But after over a century of collection and discussion, publication and performance, there are still many things we don’t know about traditional song – Where did the songs come from? Who sang them, where, when and why? What part did singing play in the lives of the communities in which the songs thrived? More importantly, have the pioneer collectors’ restricted definitions and narrow focus hindered or helped our understanding?
This is the first book for many years to investigate the wider social history of traditional song in England, and draws on a wide range of sources to answer these questions and many more.
[A] monumental history of the English folk song.
A remarkably interesting study of this lesser known corner of England's past. He is perhaps the best person to do so, as the creator of the Roud Folk Song Index and an expert on folklore and superstition . . . Roud has done an admirable job pulling together an insightful history – especially considering the difficulty of finding sources for long forgotten social history. Society’s elites have no place in this book, in this record of ordinary people, through the unusual prism of folk music.
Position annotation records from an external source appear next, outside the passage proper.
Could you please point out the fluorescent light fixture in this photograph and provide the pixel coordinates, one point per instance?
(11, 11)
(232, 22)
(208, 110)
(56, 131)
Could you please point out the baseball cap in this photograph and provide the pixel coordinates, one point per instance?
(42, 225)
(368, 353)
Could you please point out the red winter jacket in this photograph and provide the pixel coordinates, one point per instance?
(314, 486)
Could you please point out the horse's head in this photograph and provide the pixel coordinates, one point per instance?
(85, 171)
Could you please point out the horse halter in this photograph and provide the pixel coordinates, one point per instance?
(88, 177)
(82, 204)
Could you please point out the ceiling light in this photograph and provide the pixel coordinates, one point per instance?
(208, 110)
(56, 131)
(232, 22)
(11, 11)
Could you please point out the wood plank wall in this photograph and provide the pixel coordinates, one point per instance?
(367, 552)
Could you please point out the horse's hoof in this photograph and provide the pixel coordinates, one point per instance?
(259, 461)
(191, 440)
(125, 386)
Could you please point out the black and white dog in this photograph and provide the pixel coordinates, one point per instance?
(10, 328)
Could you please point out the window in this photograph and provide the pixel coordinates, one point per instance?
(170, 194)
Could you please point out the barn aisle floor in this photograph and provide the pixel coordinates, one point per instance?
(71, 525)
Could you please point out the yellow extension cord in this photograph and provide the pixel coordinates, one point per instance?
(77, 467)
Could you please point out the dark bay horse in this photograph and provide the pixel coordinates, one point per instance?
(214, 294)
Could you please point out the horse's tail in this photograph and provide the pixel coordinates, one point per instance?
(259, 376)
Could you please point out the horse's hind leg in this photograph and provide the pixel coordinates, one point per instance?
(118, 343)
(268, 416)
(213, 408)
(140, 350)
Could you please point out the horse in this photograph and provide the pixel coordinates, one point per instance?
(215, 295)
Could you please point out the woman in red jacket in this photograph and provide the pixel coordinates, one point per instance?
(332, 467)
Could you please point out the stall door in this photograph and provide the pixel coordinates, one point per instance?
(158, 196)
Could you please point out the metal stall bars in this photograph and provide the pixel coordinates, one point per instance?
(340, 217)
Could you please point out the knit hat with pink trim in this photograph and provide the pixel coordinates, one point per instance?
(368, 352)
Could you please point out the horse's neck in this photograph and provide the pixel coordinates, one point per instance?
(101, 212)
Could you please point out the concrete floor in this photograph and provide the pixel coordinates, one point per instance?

That alone is to be lauded.
A fascinating tour d’horizon of folk song in all its multifarious contexts . . . Celebrates the sustaining power of song for all those who were making gloves, plaiting straw, picking hops, breaking stones or fighting in the muddy, bloody trenches of Flanders.
Roud plots a clear narrative from before the Civil War through to the twentieth century . . . His keen eye for accuracy means the book maintains an impressively clear head throughout . . . The book’s welcome sense of humour and clarity means it can be read on several different levels – offering profiles and overviews woven in with enough detail to please the most ardent song collector. After a while, although the title Folk Song in England originally sounds quite lofty, it begins to seem rather modest. There's a whole world in here.
Steve Roud’s stunning new tome is a serious and in-depth investigation into our sceptred isle’s folk music history; a history filled with mystery, gaps and a million lost songs. Painstakingly researched and handsomely presented, Folk Song in England not only tells the story of the folk music tradition but provides context for the wider social history that provided the backdrop to its development . . . Folklorist Roud clearly knows his stuff and loves his subject, and has cast his net wide in order to provide this definitive history.
The plain truth is that there won't be a better or more important book about English folk song in any of our lifetimes.